Today I grasped the difference between the differential and the
derivative (only took 6 years -_-
), lost my fear of \(dx\) as a single
symbol (until learning the exterior derivative changes that into 2 symbols
again), and finally got a hint as to why transposes pop up in weird
places in “matrix calculus”.
Someone described a blog post of mine as “polemic and a quick example”. That’s an annoyingly good description. It’ll take some effort to level up to “polemic and the perfect example”.
Read half of a thesis about using algebra in reinforcement learning. It’s a bloody mess.
In a way, the action space acts on the state space via the transition dynamics, but it’s not a true semigroup action. They have the wrong type signature because of the probabilistic dynamics. Actions in RL give a distribution over (successor) states rather than a state. Deterministic transitions give a manifold with a reward structure, like a finite state machine that’s not finite. Not a great name. But I wonder if sufficiently nice actions and states (e.g. lie groups) make the problem tractable.

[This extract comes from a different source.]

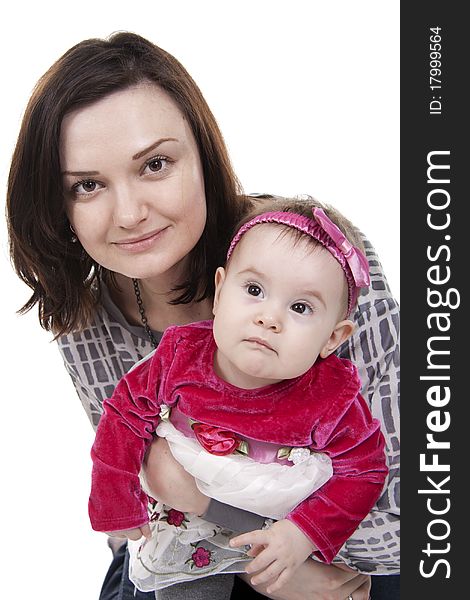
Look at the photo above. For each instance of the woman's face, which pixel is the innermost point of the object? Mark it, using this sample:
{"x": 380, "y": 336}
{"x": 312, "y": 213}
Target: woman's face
{"x": 133, "y": 181}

Terry Tao’s advice is real right now, as I made this list of topics I’d need to learn to even begin to know how to formalize the fuzzy ideas in my head:
- Differential geometry
- Dynamical systems
- Random dynamical systems
- Group theory
- Lie theory
- Automata theory
- Category theory
That list would take at least a year of solid work on nothing else. And that’s for one random idea. I’m not so worried about someone stealing an idea after thinking that over. I need all the help I can get.